The parent rock has already been described (cf. Darkot & Erinc 1961, Planhol 1956b, Poisson 1977). Pedological investigations in Turkey, including the area under investigation, have been carried out by Oakes & Arikök (1954, after Wilbrandt 1974). For the particular problems relating to agricultural soils in Turkey, reference is made to the com-prehensive study of Christiansen-Weniger (1970). According to Oakes (1954: 57) the soils of the sinter terrace belong to the 'red prairie soils'. Following the morphological classification system of Schroeder (1978) and the description of the above-named soil type in North and Middle America (Gansen 1972: 224/225), for the specific area under investigation preference is given to the soil-type classification of Giesecke (1930, after Christiansen-Weniger 1970: 103). The whole of the southern coastal strip is regarded as Mediterranean skeletal soils with Terra Rossa. These are climate-phytomorphic soils (Schroeder 1978: 105) of variable humidity of the sub-tropics, which frequently occur in the Mediterranean area as relict soils of Pleistocene variable climates (Klinge 1958). Recent Terra Rossa formations occurring on flat, well-drained limestone sub-soils under extreme soil climates (heating, cooling, wetting and desiccation) could also be observed in the area under investigation. The destruction of protective vegetation by extensive agricultural activity leads to extreme soil climates and also to the loss of red soil, which is particularly susceptible to erosion.

Investigations of soil profiles and soil horizons were not carried out in connection with the phytosociological studies. In this context the work of Zech & Cepel (1972) is mentioned, who have investigated the 'Relationship between soil and relief properties and the growth of Pinus brutia in S-Anatolia'. The test areas with the nos. 39 to 42 (Antalya-Kepezalti) of Zech & Cepel are located in a Pinus brutia-forest only a few kilometres away from Nebiler. In view of the homogeneity of the pedogenesis over travertine (Zech & Cepel 1972) the data can be regarded as representative of the study area outside the settlement, even though the humus layer and the A/B-horizon in the area of the Macchie are less deep. Thus the humus layer is 2 to 7cm in depth under Pinus brutia, or the individual bush complex, but seldom more than 1cm in clearings. The A/B-horizon is often broken by the parent rock, reaching a depth of 0 to 30cm with a skeletal proportion of 30-50vol%. Although, as already mentioned, travertine is a homogeneous parent rock with deep clefts and fissures filled with red soil, rooting to a depth of 120cm is possible (lufro 1975: 14). The soil profile descriptions of Zech & Cepel show an increase in hydrogenion concentrations with depth, as already described for Mediterranean red soils by Braun-Blanquet (1928, from Lundegardh 1949: 65). With an average pH-value of 6.65 in the A-horizon (0-10cm) and 5.7 in the B-horizon (10-30cm), the shallow Terra Rossa soils show a weak to moderate acidic reaction.
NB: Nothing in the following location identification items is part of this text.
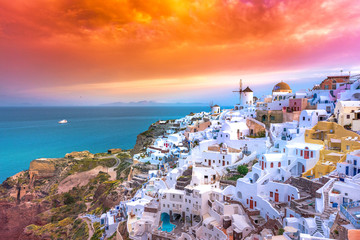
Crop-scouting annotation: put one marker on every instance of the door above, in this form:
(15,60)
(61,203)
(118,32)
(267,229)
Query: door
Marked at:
(306,155)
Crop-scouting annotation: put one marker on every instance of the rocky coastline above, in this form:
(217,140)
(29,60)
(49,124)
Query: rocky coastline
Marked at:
(47,200)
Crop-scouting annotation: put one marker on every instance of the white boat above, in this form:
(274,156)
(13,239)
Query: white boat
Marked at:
(63,121)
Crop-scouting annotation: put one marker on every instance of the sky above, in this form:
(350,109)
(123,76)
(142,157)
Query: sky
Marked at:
(91,52)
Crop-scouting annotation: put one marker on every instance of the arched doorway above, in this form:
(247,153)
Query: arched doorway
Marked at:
(255,177)
(300,168)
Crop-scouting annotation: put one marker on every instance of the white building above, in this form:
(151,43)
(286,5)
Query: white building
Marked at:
(309,118)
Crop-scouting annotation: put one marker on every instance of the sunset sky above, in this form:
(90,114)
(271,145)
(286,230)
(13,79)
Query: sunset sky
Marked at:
(90,52)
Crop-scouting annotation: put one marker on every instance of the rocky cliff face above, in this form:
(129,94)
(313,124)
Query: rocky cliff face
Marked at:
(148,137)
(15,217)
(41,168)
(33,205)
(79,155)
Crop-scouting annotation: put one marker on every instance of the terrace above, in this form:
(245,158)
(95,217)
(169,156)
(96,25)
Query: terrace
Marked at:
(352,212)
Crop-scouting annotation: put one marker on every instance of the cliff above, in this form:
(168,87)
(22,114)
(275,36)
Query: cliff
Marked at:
(45,202)
(148,137)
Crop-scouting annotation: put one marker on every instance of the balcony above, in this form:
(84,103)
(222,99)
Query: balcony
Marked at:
(352,212)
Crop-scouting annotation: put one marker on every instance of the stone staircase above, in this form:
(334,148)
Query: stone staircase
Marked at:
(318,222)
(327,208)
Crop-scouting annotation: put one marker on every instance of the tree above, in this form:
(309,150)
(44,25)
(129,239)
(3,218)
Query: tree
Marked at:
(243,170)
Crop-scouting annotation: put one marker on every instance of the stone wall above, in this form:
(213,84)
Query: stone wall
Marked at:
(267,116)
(305,185)
(255,127)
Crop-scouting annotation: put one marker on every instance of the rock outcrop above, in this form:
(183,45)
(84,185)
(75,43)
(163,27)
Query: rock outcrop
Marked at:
(41,168)
(148,137)
(14,218)
(79,155)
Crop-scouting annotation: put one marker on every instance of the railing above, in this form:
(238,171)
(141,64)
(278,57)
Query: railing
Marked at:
(351,218)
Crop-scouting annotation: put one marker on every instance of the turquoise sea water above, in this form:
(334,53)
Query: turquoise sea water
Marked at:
(166,225)
(27,133)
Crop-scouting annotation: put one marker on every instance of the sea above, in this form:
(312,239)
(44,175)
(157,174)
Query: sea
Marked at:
(28,133)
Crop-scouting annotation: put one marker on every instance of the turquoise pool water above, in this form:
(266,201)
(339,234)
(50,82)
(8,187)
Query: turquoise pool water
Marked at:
(166,225)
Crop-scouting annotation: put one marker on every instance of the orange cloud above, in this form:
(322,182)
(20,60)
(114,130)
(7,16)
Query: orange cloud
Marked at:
(60,43)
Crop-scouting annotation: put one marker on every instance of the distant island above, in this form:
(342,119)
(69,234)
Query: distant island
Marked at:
(153,104)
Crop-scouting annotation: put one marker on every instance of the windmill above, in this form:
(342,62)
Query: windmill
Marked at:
(240,91)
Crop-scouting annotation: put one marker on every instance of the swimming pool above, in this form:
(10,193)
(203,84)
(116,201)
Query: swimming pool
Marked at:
(166,225)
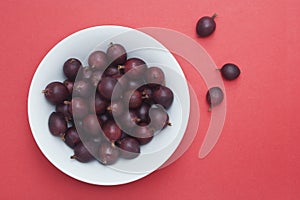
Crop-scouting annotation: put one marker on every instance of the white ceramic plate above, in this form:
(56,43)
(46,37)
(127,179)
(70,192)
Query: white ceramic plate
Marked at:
(79,45)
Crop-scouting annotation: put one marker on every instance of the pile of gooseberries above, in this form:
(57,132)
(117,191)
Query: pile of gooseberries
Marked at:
(108,109)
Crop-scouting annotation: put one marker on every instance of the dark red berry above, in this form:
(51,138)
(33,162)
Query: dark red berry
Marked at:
(206,26)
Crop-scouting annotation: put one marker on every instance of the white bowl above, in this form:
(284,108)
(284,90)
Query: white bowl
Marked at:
(80,45)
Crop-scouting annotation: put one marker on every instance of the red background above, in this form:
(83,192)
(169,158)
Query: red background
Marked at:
(258,153)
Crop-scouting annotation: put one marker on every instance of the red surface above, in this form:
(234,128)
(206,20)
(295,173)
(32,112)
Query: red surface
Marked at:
(258,154)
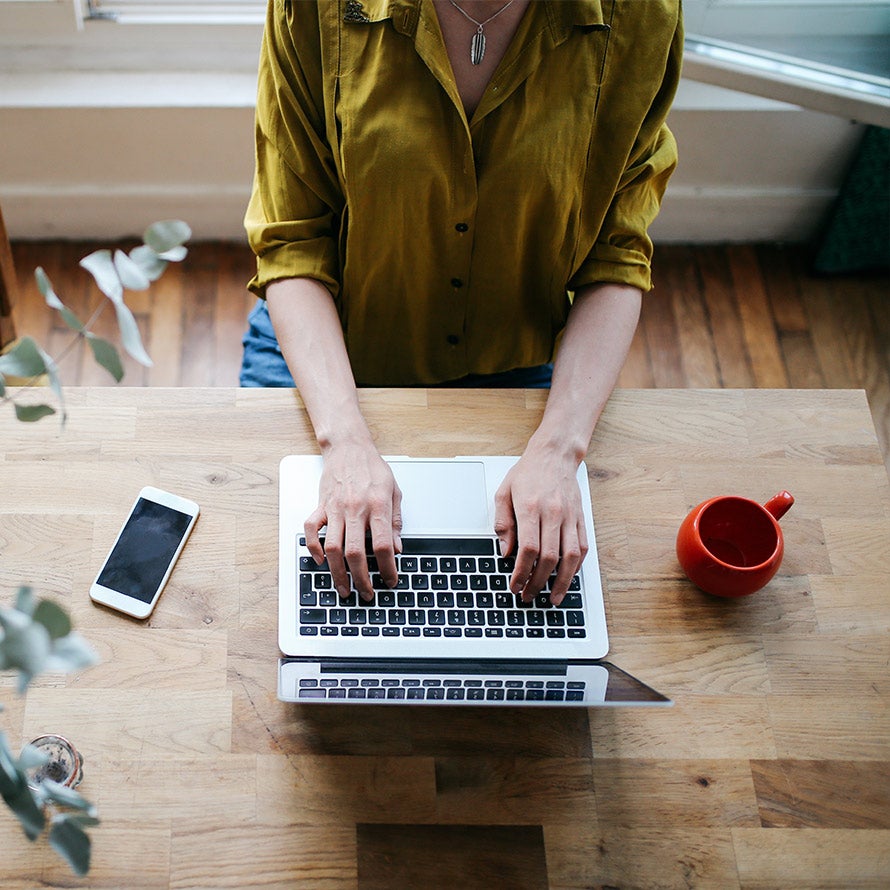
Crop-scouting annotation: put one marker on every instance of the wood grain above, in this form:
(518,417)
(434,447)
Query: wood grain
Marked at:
(772,769)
The relatively high humus layer of 2 to 7cm under even sparse shrub complexes in the Macchie with unfavourable site conditions is understandable in view of the long periods of desiccation of the upper soil layers. Although the pH-values of the humus A-horizon are favourable for micro-organisms, the decomposition of litter is not controlled primarily by the acidity of the upper soil layers, as it is in the humid regions of central Europe, but by the length of the dry season (Zech & Cepel 1972: 36).

sEp | Nebiler: C7-04
  3. Phytosociological investigation of the dynamics of synanthropic formations in the Nebiler area
The area in the close vicinity of the village of Nebiler bears impressive witness to the various anthropozoogenous influences on the vegetation. Vegetation in Europe has long been known to change radially from the surrounding countryside to the centre of a settlement, reflecting the relationship between human influence (farming) and the floral composition of the vegetation.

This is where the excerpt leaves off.